Another important step in helping Ukrainians integrate locally is to empower them to find and create work. Espoo has engaged an expert in an initiative to assist Ukrainian startups that may want to launch in the metropolitan region.
“We did a pilot project with this company, the cities of Espoo, Helsinki, Vantaa,” Forsten recalls. “The expert helped us to explain the local start-up ecosystem to Ukrainians, and we got to help a few companies too to settle and set up their business here,” she elaborates.
Espoo’s existing connections with businesses and civil society have been instrumental in their support for Ukraine. “These connections are a big part of our city vision,” Forsten asserts.
The existing framework for dialogue and collaboration between city government, NGOs, and businesses has allowed Espoo to respond quickly and effectively to the needs of Ukrainians, both in their city and abroad. “The mayor has been a big driver in this,” Forsten explains. “He always says, we succeed in everything we do together with the residents, the companies, and the communities.”
The mayors of Espoo and Kryvyi Rih took the opportunity of Europe Day, on 9 May, to sign a Memorandum of Understanding, formalising their commitment to collaboration. Espoo Mayor Jukka Mäkelä declared, “The city of Espoo’s message for all Ukrainians is solidarity. We all should work to protect peace and democracy.”

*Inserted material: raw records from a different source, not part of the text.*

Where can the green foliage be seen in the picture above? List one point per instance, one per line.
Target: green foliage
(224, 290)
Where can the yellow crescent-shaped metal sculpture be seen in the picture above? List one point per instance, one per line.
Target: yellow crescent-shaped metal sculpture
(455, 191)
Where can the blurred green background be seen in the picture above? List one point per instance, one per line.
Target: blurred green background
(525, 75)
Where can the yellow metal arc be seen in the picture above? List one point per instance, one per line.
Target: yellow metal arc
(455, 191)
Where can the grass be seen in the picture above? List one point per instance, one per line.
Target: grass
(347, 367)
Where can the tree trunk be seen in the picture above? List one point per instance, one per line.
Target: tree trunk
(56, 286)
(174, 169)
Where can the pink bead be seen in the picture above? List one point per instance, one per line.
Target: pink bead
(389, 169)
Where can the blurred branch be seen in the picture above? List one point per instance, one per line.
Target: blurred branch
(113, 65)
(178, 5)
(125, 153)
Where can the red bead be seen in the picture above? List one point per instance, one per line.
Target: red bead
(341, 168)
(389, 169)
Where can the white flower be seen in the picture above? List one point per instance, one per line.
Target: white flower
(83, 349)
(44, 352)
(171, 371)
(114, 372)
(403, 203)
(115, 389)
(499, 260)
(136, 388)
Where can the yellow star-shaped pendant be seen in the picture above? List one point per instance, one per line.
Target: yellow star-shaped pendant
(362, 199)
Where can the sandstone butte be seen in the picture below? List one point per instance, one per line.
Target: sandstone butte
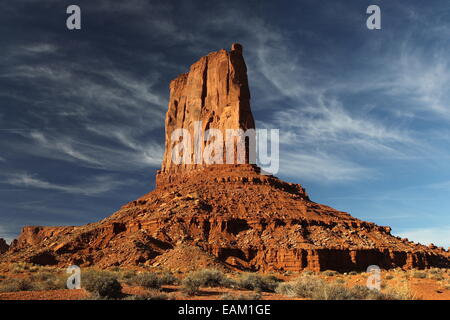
(229, 216)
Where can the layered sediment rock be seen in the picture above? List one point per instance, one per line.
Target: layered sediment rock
(231, 213)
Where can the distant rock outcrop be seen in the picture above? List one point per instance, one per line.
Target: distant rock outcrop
(229, 214)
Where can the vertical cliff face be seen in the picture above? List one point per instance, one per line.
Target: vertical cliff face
(214, 94)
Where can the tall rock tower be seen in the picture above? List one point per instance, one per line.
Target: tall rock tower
(214, 94)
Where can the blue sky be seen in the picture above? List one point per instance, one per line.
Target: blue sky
(363, 115)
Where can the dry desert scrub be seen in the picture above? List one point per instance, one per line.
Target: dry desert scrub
(101, 284)
(39, 281)
(257, 282)
(229, 296)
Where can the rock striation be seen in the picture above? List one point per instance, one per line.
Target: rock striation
(3, 246)
(227, 215)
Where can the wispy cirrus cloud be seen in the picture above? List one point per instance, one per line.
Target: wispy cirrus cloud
(439, 236)
(95, 185)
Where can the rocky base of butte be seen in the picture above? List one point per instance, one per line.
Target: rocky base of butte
(222, 215)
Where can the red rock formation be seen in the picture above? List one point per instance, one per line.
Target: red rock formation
(231, 213)
(215, 92)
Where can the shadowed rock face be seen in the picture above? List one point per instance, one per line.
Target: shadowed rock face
(3, 246)
(215, 91)
(226, 215)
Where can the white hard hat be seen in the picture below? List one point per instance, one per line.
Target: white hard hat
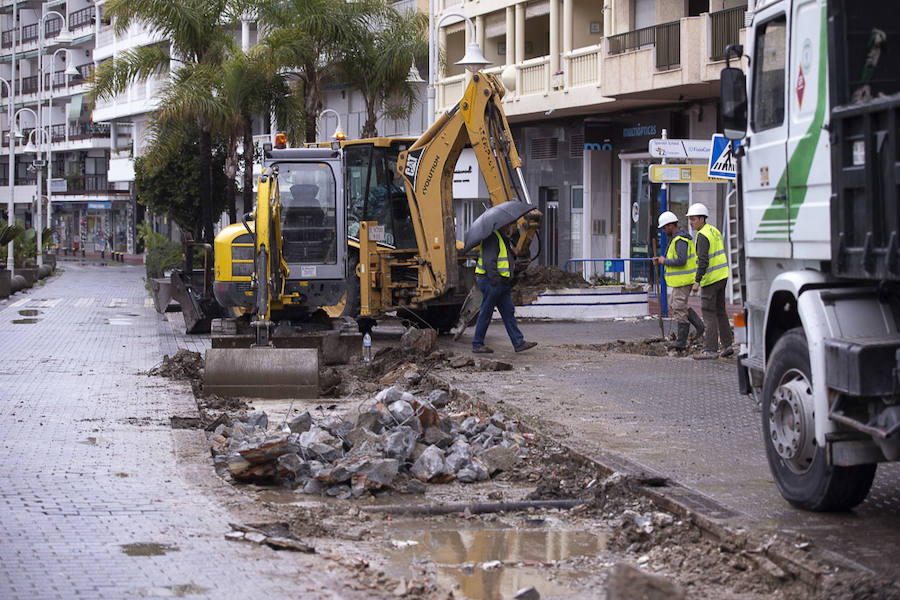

The city of Espoo's message for all Ukrainians is solidarity
Collaboration with other cities is also central to Espoo’s approach to supporting Ukraine in the long term. The city has joined the Eurocities Sustainable Reconstruction of Ukrainian Cities project, which seeks to bring expertise from non-Ukrainian cities that is tailored to building Ukraine back more resilient than ever.
“We take an approach in collaboration with other Finnish and European cities,” Forsten says, “because the essential message is not just that we support Ukraine, but that we seem them as part of the unity of Europe.”